Читаем The Ripper Affair полностью

“Mikal…” The words she had meant to say died unuttered, for in the distance there was a bell-clear cry cutting Londinium’s yellow fog.

Murder!

And Whitchapel… erupted.

The crowd was a beast of a thousand heads, and its mood scraped against every ache in Emma’s tired body. She leaned upon Mikal, letting the press wash about her, and listened.

Cut her throat… side to side, a sight, found in a yard… no doubt it’s him, it’s him! A leather apron… Leather Apron… foreignerdrinking our blood, they are…

If the bloodied apron outside the Yudic workingman’s club had been a ruse, it was a clever one. If it had been merely a bit of refuse, it was still serving the author of all this unpleasantness tolerably well.

Her left thigh throbbed, the healing sorcery Mikal had applied sinking its own barbs in. “This will not do,” she murmured. “Is the entire Eastron End mad now?”

“Another murder, they say.”

“I felt nothing.” She clutched at his shoulder, jostled and buffeted. The churchbells were speaking, Tideturn was soon; she could feel it like approaching thunder.

Half past one, of course not a single hansom in sight, and the crowd, spilling out into the streets as word leapt from doss to doss. “Mikal. I did not feel it.”

“I know.” He steadied her. “Prima… that thing—”

“It was a coachman. And it had a knife.” What manner of creature was it, though? I shall know soon enough.

“Yes.” He pushed aside the rags of his bloodied black velvet coat, irritably. Underneath, his skin was whole but flushed in vivid stripes. “A very sharp blade. I hardly felt it.”

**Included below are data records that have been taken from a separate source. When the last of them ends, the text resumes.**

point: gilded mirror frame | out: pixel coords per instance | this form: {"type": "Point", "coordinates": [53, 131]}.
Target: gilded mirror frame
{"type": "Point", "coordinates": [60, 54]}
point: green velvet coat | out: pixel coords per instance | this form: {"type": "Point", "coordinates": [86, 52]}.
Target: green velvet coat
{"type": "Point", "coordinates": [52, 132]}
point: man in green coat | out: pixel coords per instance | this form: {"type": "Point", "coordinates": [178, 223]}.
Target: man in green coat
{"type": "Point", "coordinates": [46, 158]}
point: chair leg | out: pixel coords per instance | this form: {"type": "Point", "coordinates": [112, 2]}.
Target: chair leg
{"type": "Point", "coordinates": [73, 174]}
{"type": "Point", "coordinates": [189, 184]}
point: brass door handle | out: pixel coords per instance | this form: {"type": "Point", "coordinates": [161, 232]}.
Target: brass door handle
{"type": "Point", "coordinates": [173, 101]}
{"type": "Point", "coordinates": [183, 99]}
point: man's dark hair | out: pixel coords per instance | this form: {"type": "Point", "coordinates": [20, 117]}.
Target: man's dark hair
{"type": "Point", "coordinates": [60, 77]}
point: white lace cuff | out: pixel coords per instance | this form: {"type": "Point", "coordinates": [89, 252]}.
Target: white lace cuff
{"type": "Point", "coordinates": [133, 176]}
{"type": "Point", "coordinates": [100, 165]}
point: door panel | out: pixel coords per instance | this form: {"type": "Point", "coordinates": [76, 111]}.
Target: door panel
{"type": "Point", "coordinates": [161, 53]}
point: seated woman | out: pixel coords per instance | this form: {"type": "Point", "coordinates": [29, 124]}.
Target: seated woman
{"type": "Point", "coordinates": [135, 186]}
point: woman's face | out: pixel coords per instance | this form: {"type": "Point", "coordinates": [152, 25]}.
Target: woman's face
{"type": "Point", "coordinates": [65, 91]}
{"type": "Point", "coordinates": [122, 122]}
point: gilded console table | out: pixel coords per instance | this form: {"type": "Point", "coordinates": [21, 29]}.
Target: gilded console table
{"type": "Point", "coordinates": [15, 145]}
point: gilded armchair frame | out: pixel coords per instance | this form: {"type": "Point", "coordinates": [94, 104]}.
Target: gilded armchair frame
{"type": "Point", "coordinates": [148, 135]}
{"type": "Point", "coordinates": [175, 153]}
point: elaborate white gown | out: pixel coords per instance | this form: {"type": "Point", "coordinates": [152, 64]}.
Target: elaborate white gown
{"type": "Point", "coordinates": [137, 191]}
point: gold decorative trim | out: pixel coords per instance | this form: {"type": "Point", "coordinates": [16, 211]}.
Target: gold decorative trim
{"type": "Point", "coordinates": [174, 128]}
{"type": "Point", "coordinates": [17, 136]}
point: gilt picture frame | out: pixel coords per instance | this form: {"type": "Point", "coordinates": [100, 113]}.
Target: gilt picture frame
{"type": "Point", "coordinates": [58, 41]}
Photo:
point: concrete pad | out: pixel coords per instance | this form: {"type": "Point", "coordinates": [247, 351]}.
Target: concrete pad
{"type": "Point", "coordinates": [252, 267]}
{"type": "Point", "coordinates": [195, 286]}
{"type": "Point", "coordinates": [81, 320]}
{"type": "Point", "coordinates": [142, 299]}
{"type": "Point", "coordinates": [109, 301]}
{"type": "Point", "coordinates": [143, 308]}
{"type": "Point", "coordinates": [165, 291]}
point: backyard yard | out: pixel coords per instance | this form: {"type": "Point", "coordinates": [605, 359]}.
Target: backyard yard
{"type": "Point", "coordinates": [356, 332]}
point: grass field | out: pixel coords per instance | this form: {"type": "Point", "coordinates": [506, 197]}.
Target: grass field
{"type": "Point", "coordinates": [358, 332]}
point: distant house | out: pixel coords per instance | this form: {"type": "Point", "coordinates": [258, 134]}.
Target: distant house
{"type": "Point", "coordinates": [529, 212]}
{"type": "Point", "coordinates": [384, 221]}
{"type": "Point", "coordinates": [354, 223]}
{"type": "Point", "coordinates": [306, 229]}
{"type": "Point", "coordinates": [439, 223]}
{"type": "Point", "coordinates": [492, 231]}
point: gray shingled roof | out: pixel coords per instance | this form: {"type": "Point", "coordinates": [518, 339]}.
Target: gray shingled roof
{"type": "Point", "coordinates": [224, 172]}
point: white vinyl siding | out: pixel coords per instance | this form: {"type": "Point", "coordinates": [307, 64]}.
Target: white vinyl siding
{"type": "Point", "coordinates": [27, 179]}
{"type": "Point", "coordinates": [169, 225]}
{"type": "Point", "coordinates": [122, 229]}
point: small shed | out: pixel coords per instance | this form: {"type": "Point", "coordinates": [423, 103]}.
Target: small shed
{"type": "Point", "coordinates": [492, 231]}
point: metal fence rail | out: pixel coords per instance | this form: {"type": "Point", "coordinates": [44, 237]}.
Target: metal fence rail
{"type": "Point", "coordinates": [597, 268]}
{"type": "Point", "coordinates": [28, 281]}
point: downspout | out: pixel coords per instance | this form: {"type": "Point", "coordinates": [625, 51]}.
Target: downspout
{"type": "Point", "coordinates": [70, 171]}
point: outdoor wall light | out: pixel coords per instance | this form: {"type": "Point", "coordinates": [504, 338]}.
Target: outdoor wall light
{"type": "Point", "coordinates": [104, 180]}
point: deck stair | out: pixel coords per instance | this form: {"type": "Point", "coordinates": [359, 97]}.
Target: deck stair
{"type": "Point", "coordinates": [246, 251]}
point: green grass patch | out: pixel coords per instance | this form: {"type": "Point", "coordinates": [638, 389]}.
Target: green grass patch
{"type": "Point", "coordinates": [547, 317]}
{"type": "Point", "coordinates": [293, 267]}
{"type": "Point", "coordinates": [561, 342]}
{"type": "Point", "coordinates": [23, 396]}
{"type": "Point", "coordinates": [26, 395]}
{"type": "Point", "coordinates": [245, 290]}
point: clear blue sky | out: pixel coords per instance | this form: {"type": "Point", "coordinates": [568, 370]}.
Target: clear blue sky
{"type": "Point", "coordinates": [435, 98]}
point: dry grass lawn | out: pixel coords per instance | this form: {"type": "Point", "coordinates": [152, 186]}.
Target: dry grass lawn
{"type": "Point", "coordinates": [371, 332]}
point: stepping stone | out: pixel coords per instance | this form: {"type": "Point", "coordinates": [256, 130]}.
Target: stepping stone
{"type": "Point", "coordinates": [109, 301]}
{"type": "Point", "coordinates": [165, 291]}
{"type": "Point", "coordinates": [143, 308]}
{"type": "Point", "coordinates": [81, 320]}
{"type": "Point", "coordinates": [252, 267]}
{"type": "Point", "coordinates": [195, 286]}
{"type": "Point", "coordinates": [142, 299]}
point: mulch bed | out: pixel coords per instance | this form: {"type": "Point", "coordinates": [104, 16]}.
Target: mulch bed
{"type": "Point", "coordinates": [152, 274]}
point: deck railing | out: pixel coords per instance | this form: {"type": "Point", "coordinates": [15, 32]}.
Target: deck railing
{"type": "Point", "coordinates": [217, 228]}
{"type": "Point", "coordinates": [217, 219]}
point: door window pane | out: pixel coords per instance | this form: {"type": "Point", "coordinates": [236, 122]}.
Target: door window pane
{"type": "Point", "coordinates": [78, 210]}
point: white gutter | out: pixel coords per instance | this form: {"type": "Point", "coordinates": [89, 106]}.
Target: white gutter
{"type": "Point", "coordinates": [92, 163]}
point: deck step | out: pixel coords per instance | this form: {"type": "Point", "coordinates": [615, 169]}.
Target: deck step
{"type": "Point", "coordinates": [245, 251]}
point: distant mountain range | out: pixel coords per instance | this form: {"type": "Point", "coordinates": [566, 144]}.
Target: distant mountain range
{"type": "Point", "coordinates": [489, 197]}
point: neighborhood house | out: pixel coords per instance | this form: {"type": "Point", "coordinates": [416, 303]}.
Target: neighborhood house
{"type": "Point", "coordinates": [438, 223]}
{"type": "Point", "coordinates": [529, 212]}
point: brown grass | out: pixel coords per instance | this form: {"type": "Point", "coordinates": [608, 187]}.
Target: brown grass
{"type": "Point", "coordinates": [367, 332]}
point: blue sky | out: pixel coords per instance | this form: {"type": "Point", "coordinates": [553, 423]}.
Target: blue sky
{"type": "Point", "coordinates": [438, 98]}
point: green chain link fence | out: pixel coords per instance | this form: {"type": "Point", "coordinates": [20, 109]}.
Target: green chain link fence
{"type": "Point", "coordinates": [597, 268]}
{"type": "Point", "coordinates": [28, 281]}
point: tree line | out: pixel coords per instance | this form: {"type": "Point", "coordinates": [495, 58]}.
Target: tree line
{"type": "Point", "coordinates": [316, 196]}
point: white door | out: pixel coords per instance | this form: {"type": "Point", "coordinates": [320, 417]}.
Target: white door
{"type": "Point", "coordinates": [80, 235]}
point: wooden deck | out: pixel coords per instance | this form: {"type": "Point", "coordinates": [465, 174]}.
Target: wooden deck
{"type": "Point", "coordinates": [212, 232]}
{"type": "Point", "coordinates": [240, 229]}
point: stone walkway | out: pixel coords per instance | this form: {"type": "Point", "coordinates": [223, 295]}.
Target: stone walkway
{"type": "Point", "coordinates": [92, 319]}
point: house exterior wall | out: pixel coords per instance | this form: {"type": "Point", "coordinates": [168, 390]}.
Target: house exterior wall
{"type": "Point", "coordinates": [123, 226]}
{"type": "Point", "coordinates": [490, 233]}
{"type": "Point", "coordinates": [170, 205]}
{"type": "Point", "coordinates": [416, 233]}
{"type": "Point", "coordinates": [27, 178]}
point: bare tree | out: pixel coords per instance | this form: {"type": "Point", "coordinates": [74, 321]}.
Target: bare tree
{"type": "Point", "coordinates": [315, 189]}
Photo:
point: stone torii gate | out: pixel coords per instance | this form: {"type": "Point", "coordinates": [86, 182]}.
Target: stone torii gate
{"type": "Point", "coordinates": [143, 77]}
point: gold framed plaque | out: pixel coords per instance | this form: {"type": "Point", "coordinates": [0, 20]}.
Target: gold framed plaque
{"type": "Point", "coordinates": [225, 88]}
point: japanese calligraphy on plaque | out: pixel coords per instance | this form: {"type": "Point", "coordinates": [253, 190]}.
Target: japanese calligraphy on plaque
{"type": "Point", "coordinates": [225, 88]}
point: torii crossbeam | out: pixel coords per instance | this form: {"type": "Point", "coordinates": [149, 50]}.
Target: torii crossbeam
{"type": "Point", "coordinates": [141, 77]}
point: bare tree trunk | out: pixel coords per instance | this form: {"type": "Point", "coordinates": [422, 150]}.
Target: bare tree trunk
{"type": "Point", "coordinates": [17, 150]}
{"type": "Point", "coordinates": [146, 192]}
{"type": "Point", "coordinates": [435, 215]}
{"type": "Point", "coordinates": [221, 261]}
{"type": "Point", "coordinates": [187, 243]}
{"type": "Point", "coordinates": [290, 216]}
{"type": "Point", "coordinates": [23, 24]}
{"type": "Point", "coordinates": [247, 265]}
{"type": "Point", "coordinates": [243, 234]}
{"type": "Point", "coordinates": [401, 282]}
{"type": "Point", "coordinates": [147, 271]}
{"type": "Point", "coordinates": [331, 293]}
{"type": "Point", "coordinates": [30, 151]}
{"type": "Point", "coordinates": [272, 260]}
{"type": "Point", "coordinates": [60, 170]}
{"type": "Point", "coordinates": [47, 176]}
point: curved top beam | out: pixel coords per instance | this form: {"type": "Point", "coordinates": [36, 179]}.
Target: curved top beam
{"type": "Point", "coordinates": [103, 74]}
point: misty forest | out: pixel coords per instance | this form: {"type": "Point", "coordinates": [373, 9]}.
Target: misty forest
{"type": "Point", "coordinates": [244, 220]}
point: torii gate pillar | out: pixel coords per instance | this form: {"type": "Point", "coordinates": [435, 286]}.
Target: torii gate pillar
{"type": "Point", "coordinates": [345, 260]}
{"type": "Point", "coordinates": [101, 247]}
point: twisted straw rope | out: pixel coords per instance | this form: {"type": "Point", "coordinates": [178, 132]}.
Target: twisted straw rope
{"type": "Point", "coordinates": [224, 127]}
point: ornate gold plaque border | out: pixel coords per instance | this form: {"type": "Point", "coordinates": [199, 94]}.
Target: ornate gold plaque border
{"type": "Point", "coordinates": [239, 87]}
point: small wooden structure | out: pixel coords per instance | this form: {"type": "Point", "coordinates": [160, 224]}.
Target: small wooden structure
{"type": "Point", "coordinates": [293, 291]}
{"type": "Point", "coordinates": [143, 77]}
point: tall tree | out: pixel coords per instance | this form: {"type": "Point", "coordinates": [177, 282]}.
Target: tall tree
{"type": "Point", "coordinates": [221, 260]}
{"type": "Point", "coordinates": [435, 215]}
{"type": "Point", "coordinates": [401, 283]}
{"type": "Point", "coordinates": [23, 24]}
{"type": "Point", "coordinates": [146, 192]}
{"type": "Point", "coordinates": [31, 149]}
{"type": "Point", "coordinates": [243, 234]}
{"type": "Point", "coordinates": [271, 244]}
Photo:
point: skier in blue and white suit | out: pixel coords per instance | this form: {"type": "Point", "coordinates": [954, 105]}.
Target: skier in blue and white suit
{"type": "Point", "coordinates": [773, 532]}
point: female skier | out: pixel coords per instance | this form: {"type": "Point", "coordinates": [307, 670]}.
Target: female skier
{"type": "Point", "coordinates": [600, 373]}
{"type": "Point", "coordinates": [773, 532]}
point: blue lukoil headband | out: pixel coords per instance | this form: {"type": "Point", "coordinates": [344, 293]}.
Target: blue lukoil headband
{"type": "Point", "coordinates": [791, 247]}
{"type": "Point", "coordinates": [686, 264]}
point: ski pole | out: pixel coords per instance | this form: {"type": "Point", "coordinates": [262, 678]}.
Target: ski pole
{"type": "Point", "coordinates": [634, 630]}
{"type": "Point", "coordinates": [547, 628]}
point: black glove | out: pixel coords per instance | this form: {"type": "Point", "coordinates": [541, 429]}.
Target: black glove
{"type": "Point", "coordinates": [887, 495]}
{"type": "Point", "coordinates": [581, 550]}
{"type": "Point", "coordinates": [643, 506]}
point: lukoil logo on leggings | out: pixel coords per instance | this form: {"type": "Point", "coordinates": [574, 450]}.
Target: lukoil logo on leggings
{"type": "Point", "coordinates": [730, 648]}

“I shall wish to…” The world tried to spin away underneath her. She had expended far more sorcerous force than was wise, and lost quite a bit of blood. The Scab was probably growing over it now, green and lush, not scorched away as it had been under the coachman-thing’s feet. “I shall wish to examine the exact pattern of the cuts.”

“Yes.” He propped her against a wall. Peered into her face, uncertain gaslight flickers turning his eyes to shadowed holes. “You’re pale.”

“I am well enough.” She even managed to say it firmly.

Across the street, a flashboy tumbled out of a ginhouse, his right hand a mass of clicking, whirring metal. He was greeted by derisive laughter as a gaptooth drab with her skirts hiked around her knees shouted, “Leather Apron’s aboot tonight, watch yerself!

The crowd gathered itself, and Emma shivered, suddenly very cold. Her breath was a cloud, and she stared into Mikal’s familiar-unfamiliar face. “There is about to be some unpleasantness,” she whispered.

“I understand. Here.” He ducked under her arm, his own arm circling her waist. Her stays dug most uncomfortably, but at least she was alive and drawing breath to feel them. “Close your eyes.”

She did, and Mikal coiled himself. He leapt, and below them the street boiled afresh. More screams, and the high tinkle of breaking glass.

The riot bloomed, a poisonous flower, but Mikal held her, slate and other tiles crunching under his feet as the rooftops of Londinium spun underneath them. This was a Shield’s sorcery, and very peculiar in its own way, managing to unseat the stomach of those without the talents and training of that ancient brotherhood.

Which explained why, when he finally set her on her feet in a Tosselside alley, the riot merely a rumble in the distance, she leaned over and heaved most indelicately.

Londinium turned grey around her, and she surfaced from an almost-swoon to find Mikal holding her upright again.

Her mouth was incredibly sour, and she repressed an urge to spit to clear it.

A lady does not do such things. “The unrest will spread. And likely foul any trace of where that thing went.”

“Yes. You are very pale, Prima. Perhaps we should—”

She discovered she did not wish to know what he would advance as the next advisable action. “The decent and sane thing to do would be to go home, bar my doors and wait for this affair to reach its conclusion without me. The Coachman was set upon my trail, just as a bloodhound.”

“I thought as much.” Did he sound resigned? “I rather think you will not retreat, though.”

Indecision, a new and hateful feeling. The temptation to retreat was well-nigh irresistible. Her left leg trembled, and she felt rather… well, not quite up to her usual temper.

In the end, though, there was quite simply no one else who could arrange this affair satisfactorily. It was not for Victrix, nor for Britannia, and not even for Clare so high and mighty, looking down upon her for daring to give him a gift sorcerers would use every means they could beg, borrow, or steal to acquire.

No, the reason she could not retreat just yet was far simpler.

The Coachman-thing had made her afraid.